Und er fragte sich, ob der alte Mann die Geschichten von der großen, grimmigen Armee glaubte, mit der Chaos herannahte und die Furien anführte. Erbarmungslos, unaufhaltsam. Nah.

Und hinter ihr kam noch etwas anderes. Etwas Unaussprechliches.

Und er fragte sich, ob der Eremit an die Gebete glaubte.

Olivier knipste seine Taschenlampe an und suchte mit dem Lichtstrahl die Dunkelheit ab. Er war von grauen Baumstämmen umgeben. Er leuchtete hierhin und dorthin, suchte nach dem schmalen Pfad durch den spätsommerlichen Wald. Sobald er ihn gefunden hatte, beschleunigte er seine Schritte. Und je schneller er lief, desto mehr fürchtete er sich, und je mehr er sich fürchtete, desto schneller lief er, bis er ins Stolpern geriet, von finsteren Worten durch den finsteren Wald gejagt.

Endlich brach er zwischen den Bäumen hervor und blieb schwankend stehen, die Hände auf die Knie gestützt, nach Atem ringend. Dann richtete er sich langsam auf und blickte hinunter auf das Dorf im Tal.

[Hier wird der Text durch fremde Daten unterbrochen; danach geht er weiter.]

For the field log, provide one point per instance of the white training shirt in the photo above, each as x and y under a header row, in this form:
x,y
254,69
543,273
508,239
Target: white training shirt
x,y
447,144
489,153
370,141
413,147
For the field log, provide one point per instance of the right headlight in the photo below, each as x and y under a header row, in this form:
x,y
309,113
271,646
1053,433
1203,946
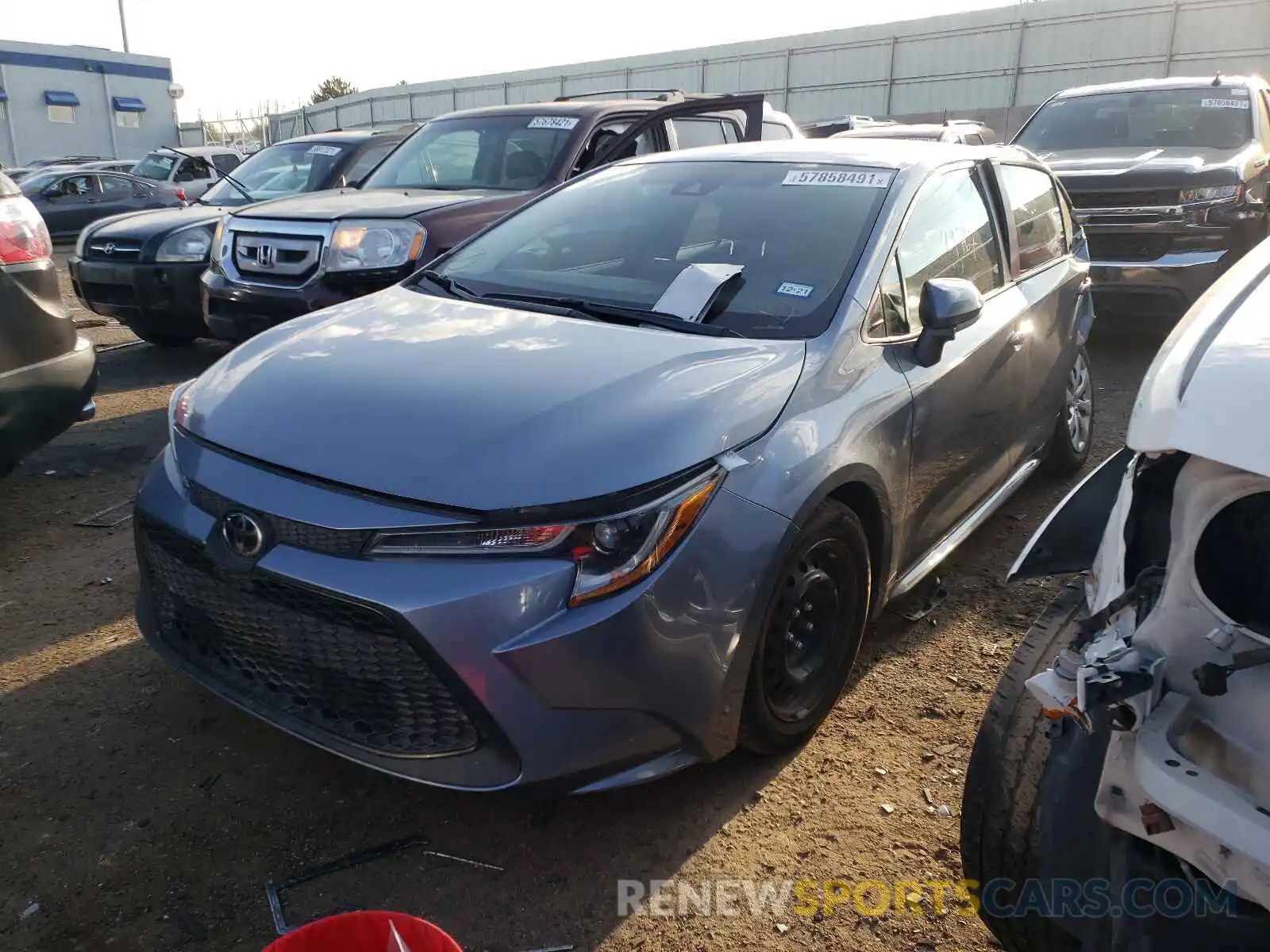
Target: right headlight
x,y
190,244
362,245
611,554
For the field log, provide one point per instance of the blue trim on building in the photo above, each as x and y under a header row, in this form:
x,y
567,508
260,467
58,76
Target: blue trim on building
x,y
10,57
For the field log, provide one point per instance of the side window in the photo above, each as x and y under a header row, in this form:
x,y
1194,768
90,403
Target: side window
x,y
887,315
606,133
194,169
368,159
1034,207
226,162
949,235
116,188
694,132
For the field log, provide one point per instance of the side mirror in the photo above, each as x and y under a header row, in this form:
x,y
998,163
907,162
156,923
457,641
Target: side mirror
x,y
948,305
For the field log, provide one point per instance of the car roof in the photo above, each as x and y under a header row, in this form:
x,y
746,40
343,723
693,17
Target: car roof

Three Pines schlief, wie es das immer zu tun schien. Mit sich und der Welt im Reinen. Sich dessen, was um es herum geschah, nicht bewusst. Oder vielleicht nahm es auch alles wahr, zog aber seinen Frieden vor. Hinter einigen Fenstern brannte sanftes Licht. In bescheidenen alten Häusern waren die Vorhänge zugezogen. Der süße Geruch der ersten Herbstfeuer wehte ihm entgegen.

Und mitten in dem kleinen Quebecer Dorf standen drei riesige Kiefern, wie Wächter.

Olivier war in Sicherheit. Er griff in seine Tasche.

Das Geschenk. Die winzige Bezahlung. Er hatte sie liegen lassen.

Fluchend drehte Olivier sich um und blickte auf den Wald, der sich hinter ihm wieder geschlossen hatte. Erneut dachte er an den kleinen Leinensack in der Ecke der Blockhütte. An dieses Ding, mit dem ihn der Eremit gelockt hatte, das er ihm versprochen, vor die Nase gehalten hatte. Das Ding, das ein Mann versteckte, der sich selbst versteckte.

Olivier war müde und missmutig, und er ärgerte sich über sich selbst, weil er das kleine Geschenk vergessen hatte. Und er ärgerte sich über den Eremiten, weil er ihm dieses andere nicht gegeben hatte. Das Ding, das er sich mittlerweile verdient hatte.

Nach kurzem Zögern machte er kehrt und tauchte erneut in den Wald ein, tastete sich vorwärts, während sein Ärger immer größer wurde. Und während er weiterging und schließlich rannte, folgte ihm eine Stimme, drang von hinten auf ihn ein, trieb ihn vorwärts.